Neri laughed, and said, “There’s a game among the youngest here of doing the same thing! We try to stop it, of course, but…in the end, you just hope they all come out all right. They usually do.”

“Do you remember Naboo well?” she asked as the evening started to grow cooler. Padmé usually didn’t react to minor temperature fluctuations, but now she shivered.

“I think I remember my childhood better than I would if I’d lived my entire life on Naboo, if that makes sense.” It was the first time she had admitted it to anyone, even herself. “Especially because I clung to those memories in the years immediately afterwards. Like when I was three, and my grandmother visited our home in the mountains. She wrapped me up in bright cloth one morning and carried me up the mountain while she sang and spoke to me. Same lullaby my mother used to sing to me and my sister. I can still remember the sunlight on the rocks. And of course I did think of it as the sun then. I didn’t even know at that point that there were other suns, that all those bright points of light in the sky at night had anything in common with the sun. I remembered that two years later when I came to Coruscant, and saw Centrax’s sunlight illuminating metal and glass-both of which I thought looked terrible, because I’d been growing up on so different a planet from Coruscant, and it was a real shock to me to realize the sun I’d thought of as being the only one of its kind, even after I’d been told otherwise, was nothing but one pinprick of light in a vast galaxy, in an infinite universe-and how big that is, I don’t even want to think about.

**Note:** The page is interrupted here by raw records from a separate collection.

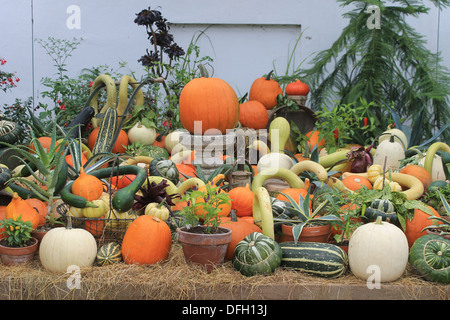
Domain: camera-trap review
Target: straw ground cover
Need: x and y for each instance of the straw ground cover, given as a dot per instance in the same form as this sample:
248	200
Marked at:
173	279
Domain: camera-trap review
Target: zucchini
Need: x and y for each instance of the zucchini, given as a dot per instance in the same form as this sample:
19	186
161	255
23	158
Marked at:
316	258
104	142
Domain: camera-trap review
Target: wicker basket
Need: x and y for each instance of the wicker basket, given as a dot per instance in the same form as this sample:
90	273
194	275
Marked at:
104	230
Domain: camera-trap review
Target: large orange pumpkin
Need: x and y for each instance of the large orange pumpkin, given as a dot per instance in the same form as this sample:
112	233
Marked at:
419	172
414	227
20	207
239	230
147	240
266	91
208	103
119	147
253	115
242	200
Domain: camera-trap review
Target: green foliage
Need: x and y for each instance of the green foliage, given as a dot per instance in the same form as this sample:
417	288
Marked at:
18	232
390	66
213	199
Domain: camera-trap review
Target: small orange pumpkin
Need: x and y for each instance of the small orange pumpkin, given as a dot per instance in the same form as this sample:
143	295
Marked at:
20	207
87	186
147	240
266	91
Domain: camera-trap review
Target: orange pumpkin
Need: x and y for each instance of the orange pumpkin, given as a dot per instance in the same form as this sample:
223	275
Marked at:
266	91
419	172
414	227
297	88
20	207
206	104
147	240
355	182
119	147
41	209
87	186
253	115
314	140
239	230
95	226
242	200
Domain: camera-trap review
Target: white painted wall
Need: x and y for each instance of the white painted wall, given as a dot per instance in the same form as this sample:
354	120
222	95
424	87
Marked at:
246	38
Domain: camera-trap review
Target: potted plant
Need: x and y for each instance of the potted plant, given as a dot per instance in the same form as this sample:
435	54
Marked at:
307	225
204	242
18	246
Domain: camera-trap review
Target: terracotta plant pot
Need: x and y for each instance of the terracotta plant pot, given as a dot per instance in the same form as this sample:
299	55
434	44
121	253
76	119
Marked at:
206	250
17	255
319	233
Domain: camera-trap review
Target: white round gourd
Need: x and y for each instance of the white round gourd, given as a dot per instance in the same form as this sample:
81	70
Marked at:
62	247
378	247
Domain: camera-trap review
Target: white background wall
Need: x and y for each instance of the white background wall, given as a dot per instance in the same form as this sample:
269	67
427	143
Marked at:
246	38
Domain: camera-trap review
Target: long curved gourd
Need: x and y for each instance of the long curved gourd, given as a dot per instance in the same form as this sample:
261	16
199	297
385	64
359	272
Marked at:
287	175
126	81
111	99
309	165
262	212
431	152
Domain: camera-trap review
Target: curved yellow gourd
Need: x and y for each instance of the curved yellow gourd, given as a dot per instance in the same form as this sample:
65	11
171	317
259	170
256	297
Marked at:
262	212
287	175
309	165
111	98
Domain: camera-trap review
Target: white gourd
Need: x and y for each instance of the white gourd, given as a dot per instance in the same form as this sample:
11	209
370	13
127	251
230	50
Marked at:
391	152
378	250
62	247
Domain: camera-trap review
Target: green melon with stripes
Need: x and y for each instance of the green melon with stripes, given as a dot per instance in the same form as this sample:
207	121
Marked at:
316	258
256	254
109	254
430	256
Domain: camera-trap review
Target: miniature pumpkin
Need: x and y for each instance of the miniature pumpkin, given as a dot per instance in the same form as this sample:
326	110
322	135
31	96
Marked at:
297	88
414	227
253	115
266	91
66	246
20	207
356	182
419	172
242	200
208	103
379	245
239	230
87	186
147	240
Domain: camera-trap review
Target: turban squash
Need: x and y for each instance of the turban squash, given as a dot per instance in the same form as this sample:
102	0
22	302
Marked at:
209	100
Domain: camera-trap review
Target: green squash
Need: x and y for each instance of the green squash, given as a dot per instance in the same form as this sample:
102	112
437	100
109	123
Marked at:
9	132
165	168
256	254
430	257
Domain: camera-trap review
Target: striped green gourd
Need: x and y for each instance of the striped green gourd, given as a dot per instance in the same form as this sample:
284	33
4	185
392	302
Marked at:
316	258
105	138
256	254
430	256
109	253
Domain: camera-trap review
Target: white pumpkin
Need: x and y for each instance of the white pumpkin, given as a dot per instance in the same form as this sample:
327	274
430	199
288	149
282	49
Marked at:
62	247
391	152
142	134
399	136
378	250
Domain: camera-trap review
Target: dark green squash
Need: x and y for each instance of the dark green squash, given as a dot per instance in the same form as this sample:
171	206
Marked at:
256	254
430	256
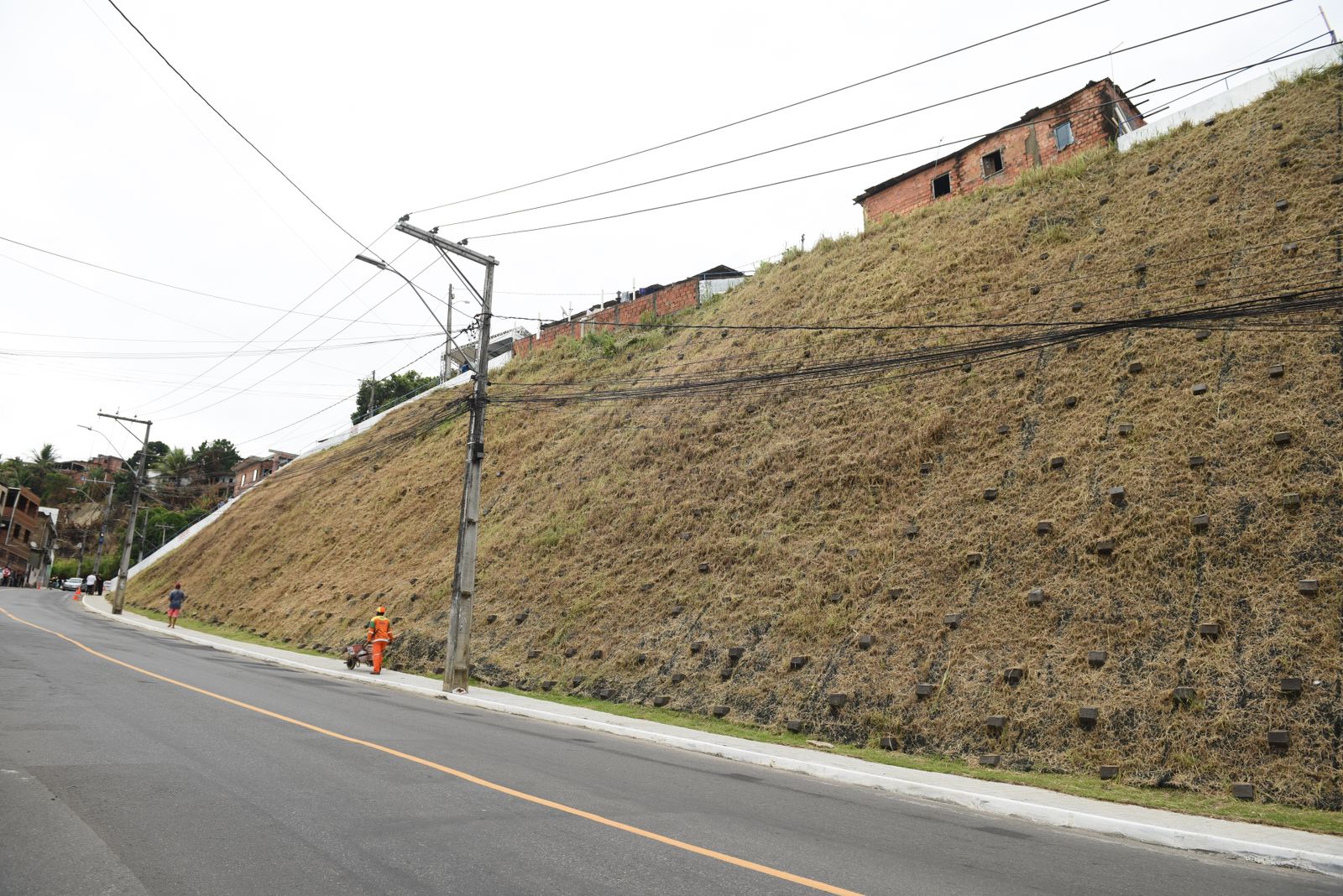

Though that’s arrogance. We here in the Republic think we’re so great because we’ve colonized almost a whole galaxy, an incomprehensible amount of space for anyone living before the hyperdrive was developed, but what is our galaxy in the end? Just another speck in the cosmos, and most of the cosmos we’ll never know anything about. We chart other galaxies like our ancestors charted other stars-other suns-but there are so many we’ll never develop the technology to so much as detect. An infinite amount of them, in theory.”

She shivered again. Even Jedi had trouble facing things on this scale. Well, maybe Master Yoda could manage it without wanting to flinch, but probably noone else could, not even Master Windu. In theory, they might have access to everything in the universe through the Force, but if that were true, then Padmé truly believed they literally lacked the ability to comprehend all they would be connecting to.

She regretted having gone off on the tangent, though, when she sensed Neri’s distress. Instinctively she reached out to comfort, and though Neri continued the stare at the sky, Padmé saw the dazed fear on her face.

“It’s all right,” she said. “You don’t need to deal with it all at once.” When Neri’s mood didn’t grown any better, Padmé carefully pulled her close and whispered soothingly in her ear, “You shouldn’t think of yourself as small and insignificant. If you do that, you will be. But if you don’t, well, who really has the authority to measure the importance of things in the universe, to dismiss anyone as unimportant?” She was cradling her like a babe now. Not before this had she felt so much older than this girl.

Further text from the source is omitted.